We suggested convening a "brainstorming" session to help lay the foundation for the book. UMass differs from most other anniversary-book clients in several ways, the most relevant to this post being the remarkable investment made by students, faculty, and administration in the university's present and future. This came through time and again in the process. What we envisioned as an hour of discussion with roughly a dozen participants morphed into two one-and-a-half-hour sessions, each with about 20 people.
The participants represented a wide array of faculty and staff. Not only were all major academic disciplines represented, so were people working with horticultural research, the library and archives, performing and visual arts programs, athletics, food services, the campus-planning office, and maintenance. Many were alumnae from earlier periods as well, while others had begun their work at UMass relatively recently.
We structured what the participants referred to as "focus groups" to progress from the general to the specific, expecting the five discussion areas to require increasing allotments of time as their specificity increased. Past experience has shown that the more conceptual questions—What should this book accomplish? Who is its primary audience?—can leave respondents uneasy or at loose ends, so we had allotted just 10 minutes to each discussion.
We were wrong. In both groups, every person had clear ideas about what the book needs to do and how it should do it. Predictably, as we went around the room, individuals frequently elaborated on ideas raised by someone ahead of them. Unpredictably, just about every person also offered new concepts as well. After roughly 20 minutes, we had to move on. (Frankly, I was concerned we would run out of time.)
But here I was wrong again. The three sections to which my plan originally allotted more time—What specific events/people/ideas must be included? What should not be included? Are there any particular pictures to consider or to stay away from?—flew by. The participants had ideas ready to go, and the difficulty was in writing on the flip pads quickly enough to capture everything offered.
At the end of the first session, everyone in the room was jazzed. Even though somewhat drained from all that fancy finger work with the Sharpie, the energy and excitement was so palpable it was impossible not to be caught up in it. Perhaps most extraordinary was the absence of "agendas" and "power plays" that can occur in such group exercises.

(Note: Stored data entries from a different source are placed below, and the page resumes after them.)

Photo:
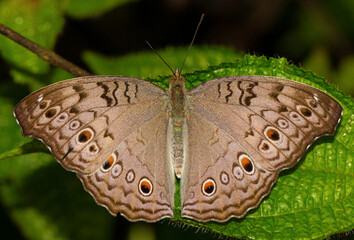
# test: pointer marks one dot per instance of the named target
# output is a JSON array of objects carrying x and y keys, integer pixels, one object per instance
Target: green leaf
[{"x": 40, "y": 21}]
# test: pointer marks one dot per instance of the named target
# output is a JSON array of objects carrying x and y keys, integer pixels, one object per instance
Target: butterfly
[{"x": 225, "y": 140}]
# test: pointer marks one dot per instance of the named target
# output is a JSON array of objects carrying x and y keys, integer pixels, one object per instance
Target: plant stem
[{"x": 44, "y": 53}]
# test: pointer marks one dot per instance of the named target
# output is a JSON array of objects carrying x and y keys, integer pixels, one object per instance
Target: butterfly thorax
[{"x": 177, "y": 126}]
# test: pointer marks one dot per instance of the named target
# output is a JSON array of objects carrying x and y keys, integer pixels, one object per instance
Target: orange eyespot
[
  {"x": 43, "y": 105},
  {"x": 246, "y": 164},
  {"x": 265, "y": 147},
  {"x": 209, "y": 187},
  {"x": 85, "y": 136},
  {"x": 145, "y": 187},
  {"x": 108, "y": 163},
  {"x": 272, "y": 134},
  {"x": 306, "y": 112},
  {"x": 50, "y": 113}
]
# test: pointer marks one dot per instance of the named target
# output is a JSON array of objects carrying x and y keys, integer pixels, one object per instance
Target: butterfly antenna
[
  {"x": 190, "y": 45},
  {"x": 160, "y": 57}
]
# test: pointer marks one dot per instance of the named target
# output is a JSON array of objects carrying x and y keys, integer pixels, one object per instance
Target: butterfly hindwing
[{"x": 242, "y": 131}]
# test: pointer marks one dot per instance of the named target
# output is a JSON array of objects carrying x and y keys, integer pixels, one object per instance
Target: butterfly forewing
[{"x": 104, "y": 129}]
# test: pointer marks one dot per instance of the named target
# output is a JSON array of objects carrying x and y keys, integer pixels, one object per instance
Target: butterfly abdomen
[{"x": 177, "y": 126}]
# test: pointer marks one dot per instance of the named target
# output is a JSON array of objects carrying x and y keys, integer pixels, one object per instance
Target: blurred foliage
[{"x": 42, "y": 201}]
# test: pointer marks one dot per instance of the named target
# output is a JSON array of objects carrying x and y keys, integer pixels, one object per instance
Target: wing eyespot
[
  {"x": 50, "y": 113},
  {"x": 145, "y": 187},
  {"x": 246, "y": 164},
  {"x": 107, "y": 165},
  {"x": 305, "y": 111},
  {"x": 130, "y": 176},
  {"x": 272, "y": 134},
  {"x": 85, "y": 135},
  {"x": 209, "y": 187}
]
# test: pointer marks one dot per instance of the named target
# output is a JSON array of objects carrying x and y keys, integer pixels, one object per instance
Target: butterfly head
[{"x": 177, "y": 79}]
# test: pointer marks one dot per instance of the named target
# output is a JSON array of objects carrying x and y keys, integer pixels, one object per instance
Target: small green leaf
[{"x": 40, "y": 21}]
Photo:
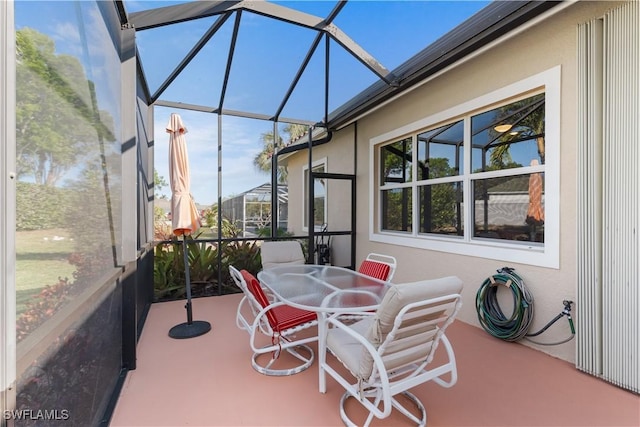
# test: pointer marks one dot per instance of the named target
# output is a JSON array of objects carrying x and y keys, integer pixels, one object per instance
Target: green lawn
[{"x": 41, "y": 257}]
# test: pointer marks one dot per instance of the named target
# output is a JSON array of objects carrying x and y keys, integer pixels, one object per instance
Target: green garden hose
[{"x": 490, "y": 314}]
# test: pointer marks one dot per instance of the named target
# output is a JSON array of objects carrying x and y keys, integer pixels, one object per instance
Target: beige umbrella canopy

The second session was similar in many ways—participants' interest and engagement; timing of each area of discussion; positivity of the people in the room—but it was altogether a calmer, more considered process. Perhaps this had to do with its beginning at 3:30 on a September Friday. Nevertheless, we came away with just as many terrific ideas, comprehensive approaches, and unexpected nuggets of experience, many of which now stud the narrative in sidebars.
I've participated in too many brainstorming sessions or focus groups to be fooled into seeing those at UMass as representative. I am grateful for the cordial bonhomie, but I know better than to assume that might become the rule rather than the exception. Even so, the practice and process serve well regardless of the specific tenor of and personalities at any given meeting. The trick is to comprehend right out of the gate where the group wants to take you, then determine just how much of that to allow and how much to rein it in.